When EU states eventually reached an agreement, the market sort much relief, although more importantly the method in which the agreement had been made answered some questions over the bloc’s structural risk. Historically, the northern states, often led by Germany, have been against any type of debt mutualisation but for the first time in the EU’s history, the EU’s bailout fund will involve pooled debt, whereby those that contribute the most to the EU’s budget will be responsible for the largest part of the debt, regardless of which countries benefit.
Whilst the value of debt mutualisation was relatively small in the grand scheme of things and has been described as a one-off, it does set a precedent for the future. This has provided markets with significantly more confidence in the single currency and its structure and could support the euro considerably as the year goes on. After years of political squabbling, the bloc has finally agreed to a joint fiscal solution, which will go some way to reduce fears of a break-up.
Brexit Negotiations Remains Biggest Influence on Euro to Pound Exchange Rate
The biggest influence on euro to pound over the coming months remains the Brexit trade negotiations and whether the UK and EU can agree a trade deal. Talks between the UK and EU in recent weeks have showed little signs of significant progress with the UK and EU still at loggerheads over two key areas. The first being the EU’s access to UK fishing waters. The EU has always insisted that fishing rights must form part of a free trade deal although the UK has fiercely disputed this and said that fishing access must be agreed separately. Whilst this has been a major hurdle in the negotiations, it is thought that an agreement can be reached here. Michel Barnier recently stated that the EU may be willing to reconsider its position here but to what extent is unknown.
The second issue of controversy and arguably the most difficult to resolve is that of the EU’s demand to adhere to a “level playing field”. The EU has insisted that the UK continues to comply with EU regulations and that the UK firms are not able to undercut EU firms. The major sticking point here is state aid and the potential for the UK to offer breaks and/or incentives to firms later. EU Chief Brexit negotiator Michel Barnier has insisted this demand must be met whilst UK Chief Brexit Negotiator David Frost has said that no independent country could possibly sign up to the UK’s request.
However, despite the difficulties, many still expect the UK and EU to eventually agree a trade deal although a breakthrough is unlikely to happen until October when EU leaders meet and in the words of Michel Barnier “the clock is ticking”.

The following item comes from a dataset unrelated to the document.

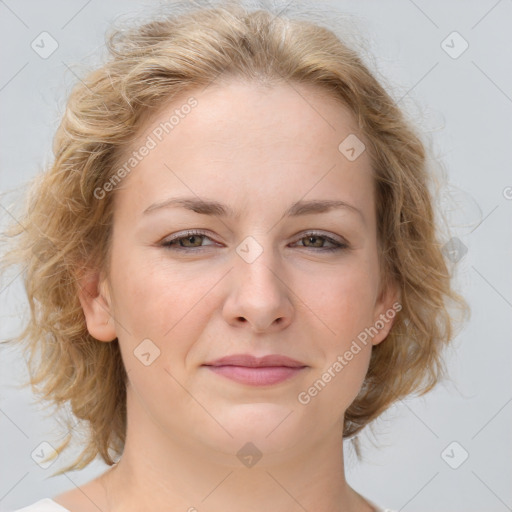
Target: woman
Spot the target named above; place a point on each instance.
(232, 266)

As we’ve seen over the past few years, euro to pound is sensitive to Brexit headlines and the currency pair will likely be volatile over the coming months. If signs of a trade deal emerge then euro to pound will fall as confidence in the UK quickly increases but if “no-deal” becomes a distinct possibility the euro to pound exchange rate could rise significantly, perhaps testing the all-time high of 0.98. Investment banks Goldman Sachs and Morgan Stanley have both recently revised their outlook for euro to pound with both seeing less upside for the currency pair due to more support for the pound, one of the major supporting factors being an increased optimism of a trade deal. Morgan Stanley is increasing the chance of a deal to 60% from 50%. Morgan Stanley are looking at a zero-tariff free trade agreement outside of the EU’s Single Market.